Cogat, the Israeli military unit responsible for coordinating the delivery operations for the Palestinian territories, He said in a social media post On Tuesday, 450,000 tons of assistance were delivered to Gaza during a two -month ceasefire, and less than 30 percent of them from the United Nations.
“In the sense that, when the United Nations says they have two weeks of aid in Gaza, there are many other relief organizations and other food actors,” said Cattat. “A lot of aid has been transferred and available on the markets,” he added. “There is enough food for an extended period of time, if enthusiasm allows civilians in it.”

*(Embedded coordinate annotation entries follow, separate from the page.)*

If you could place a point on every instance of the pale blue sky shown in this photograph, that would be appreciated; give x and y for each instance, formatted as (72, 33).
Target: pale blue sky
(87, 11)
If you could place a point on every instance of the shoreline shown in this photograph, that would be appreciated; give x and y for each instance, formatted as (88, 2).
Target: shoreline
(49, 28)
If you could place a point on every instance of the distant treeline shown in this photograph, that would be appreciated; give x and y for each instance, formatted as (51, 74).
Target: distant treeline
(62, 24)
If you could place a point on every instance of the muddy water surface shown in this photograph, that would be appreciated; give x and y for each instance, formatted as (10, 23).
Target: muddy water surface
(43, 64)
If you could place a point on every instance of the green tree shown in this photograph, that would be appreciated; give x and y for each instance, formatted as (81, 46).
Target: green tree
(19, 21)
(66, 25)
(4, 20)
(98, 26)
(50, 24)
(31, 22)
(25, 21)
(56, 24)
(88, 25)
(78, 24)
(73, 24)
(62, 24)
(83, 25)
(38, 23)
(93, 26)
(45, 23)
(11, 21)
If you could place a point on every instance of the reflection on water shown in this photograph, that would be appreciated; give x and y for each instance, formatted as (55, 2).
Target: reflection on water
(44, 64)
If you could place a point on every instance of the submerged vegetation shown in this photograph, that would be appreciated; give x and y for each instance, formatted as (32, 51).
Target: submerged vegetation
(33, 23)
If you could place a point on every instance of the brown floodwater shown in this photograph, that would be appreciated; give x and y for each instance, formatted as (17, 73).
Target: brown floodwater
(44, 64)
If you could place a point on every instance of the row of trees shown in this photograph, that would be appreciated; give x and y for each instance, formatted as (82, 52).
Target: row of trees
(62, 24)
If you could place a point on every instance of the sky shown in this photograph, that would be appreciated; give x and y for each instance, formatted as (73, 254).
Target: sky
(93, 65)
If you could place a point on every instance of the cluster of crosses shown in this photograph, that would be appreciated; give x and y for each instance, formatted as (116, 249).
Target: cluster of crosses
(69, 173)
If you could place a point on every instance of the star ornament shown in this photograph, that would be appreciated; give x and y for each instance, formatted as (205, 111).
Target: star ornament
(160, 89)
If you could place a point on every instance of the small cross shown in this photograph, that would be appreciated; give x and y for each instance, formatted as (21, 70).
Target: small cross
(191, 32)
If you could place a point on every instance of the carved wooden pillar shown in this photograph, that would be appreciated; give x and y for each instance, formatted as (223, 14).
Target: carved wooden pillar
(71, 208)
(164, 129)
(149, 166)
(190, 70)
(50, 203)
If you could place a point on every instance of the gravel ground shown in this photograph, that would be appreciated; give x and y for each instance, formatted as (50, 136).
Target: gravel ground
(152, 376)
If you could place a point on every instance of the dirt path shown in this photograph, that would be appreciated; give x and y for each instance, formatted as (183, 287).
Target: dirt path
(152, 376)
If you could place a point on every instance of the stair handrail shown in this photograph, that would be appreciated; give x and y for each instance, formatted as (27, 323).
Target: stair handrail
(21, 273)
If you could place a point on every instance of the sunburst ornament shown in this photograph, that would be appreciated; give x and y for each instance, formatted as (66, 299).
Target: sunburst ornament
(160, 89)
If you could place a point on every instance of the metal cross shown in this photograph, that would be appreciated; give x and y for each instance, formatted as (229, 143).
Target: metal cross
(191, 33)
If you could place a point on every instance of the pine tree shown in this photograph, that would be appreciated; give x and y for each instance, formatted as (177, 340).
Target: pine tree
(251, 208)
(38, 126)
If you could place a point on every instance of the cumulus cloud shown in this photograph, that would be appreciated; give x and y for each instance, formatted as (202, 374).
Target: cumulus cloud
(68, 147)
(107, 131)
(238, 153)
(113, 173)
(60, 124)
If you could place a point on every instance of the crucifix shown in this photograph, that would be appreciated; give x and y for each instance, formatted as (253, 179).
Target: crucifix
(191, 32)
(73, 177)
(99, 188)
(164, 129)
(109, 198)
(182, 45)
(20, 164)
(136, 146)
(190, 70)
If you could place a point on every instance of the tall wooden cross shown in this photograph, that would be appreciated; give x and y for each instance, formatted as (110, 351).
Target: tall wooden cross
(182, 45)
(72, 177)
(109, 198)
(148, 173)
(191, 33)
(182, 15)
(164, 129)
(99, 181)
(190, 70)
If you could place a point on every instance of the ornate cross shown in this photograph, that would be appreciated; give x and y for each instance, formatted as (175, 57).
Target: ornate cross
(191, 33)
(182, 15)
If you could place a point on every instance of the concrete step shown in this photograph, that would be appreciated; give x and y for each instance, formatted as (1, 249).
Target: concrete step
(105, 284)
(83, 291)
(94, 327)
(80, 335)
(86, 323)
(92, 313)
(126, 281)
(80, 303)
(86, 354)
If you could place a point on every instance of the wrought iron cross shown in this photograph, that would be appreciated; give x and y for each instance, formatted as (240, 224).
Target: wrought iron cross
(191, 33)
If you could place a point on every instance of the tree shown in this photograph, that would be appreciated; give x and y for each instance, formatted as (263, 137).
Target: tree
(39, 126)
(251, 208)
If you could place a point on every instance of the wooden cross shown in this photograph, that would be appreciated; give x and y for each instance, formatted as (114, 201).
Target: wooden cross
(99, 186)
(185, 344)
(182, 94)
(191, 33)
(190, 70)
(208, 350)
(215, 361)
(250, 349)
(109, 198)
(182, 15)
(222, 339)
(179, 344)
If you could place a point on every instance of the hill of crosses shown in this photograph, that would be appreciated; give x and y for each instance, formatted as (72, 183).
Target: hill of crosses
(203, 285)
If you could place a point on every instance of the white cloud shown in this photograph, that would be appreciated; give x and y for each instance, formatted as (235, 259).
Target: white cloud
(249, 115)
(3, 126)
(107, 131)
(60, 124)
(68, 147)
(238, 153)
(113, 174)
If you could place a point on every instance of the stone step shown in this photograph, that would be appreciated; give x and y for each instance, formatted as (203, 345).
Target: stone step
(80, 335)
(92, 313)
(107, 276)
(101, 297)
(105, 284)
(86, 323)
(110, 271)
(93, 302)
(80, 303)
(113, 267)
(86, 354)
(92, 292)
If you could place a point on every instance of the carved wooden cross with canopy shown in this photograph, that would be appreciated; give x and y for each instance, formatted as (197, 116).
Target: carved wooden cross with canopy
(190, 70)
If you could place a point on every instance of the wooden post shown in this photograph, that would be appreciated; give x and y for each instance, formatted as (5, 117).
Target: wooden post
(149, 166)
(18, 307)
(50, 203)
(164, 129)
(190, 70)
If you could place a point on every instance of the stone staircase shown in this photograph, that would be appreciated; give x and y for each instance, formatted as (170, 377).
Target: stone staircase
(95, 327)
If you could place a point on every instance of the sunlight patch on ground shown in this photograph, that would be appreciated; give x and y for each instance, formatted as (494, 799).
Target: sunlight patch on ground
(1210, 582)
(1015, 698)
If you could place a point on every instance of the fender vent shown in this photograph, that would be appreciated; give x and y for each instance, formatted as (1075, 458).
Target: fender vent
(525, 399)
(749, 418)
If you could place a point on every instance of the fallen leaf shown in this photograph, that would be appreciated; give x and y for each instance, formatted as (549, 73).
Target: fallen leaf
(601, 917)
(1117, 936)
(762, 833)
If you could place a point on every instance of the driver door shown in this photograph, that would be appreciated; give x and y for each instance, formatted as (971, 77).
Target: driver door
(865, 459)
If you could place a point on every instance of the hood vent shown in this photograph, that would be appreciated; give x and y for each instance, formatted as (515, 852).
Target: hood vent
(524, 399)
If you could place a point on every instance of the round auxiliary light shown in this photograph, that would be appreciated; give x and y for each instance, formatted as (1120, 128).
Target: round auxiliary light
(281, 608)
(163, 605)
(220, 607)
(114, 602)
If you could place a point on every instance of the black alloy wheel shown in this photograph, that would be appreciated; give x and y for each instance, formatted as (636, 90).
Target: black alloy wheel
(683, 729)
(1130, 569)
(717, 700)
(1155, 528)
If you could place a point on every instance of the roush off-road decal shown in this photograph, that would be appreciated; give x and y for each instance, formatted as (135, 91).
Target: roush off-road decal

In a sharp response to Israel, UN spokesman said that aid to Gaza should be allowed immediately and called on allegations that Gaza has enough “ridiculous” food.
He told reporters at the United Nations headquarters in New York. “If there is no flour, if there is no cooking gas, bakeries will not be able to open them.”
During the ceasefire, “We have seen humanitarian aid overwhelming Gaza,” he said. “We have seen the markets back to life. We have seen prices drop. We have seen the hostages at all, and we saw Palestinian detainees being released. We need to return to that.”
Mr. Abu al -Kashr said that his family was living in “unimaginable circumstances” and barely survived.
“This is beyond the description,” he said. “We have surrendered to death.”
FARNAZ FASSIHI The reports contributed.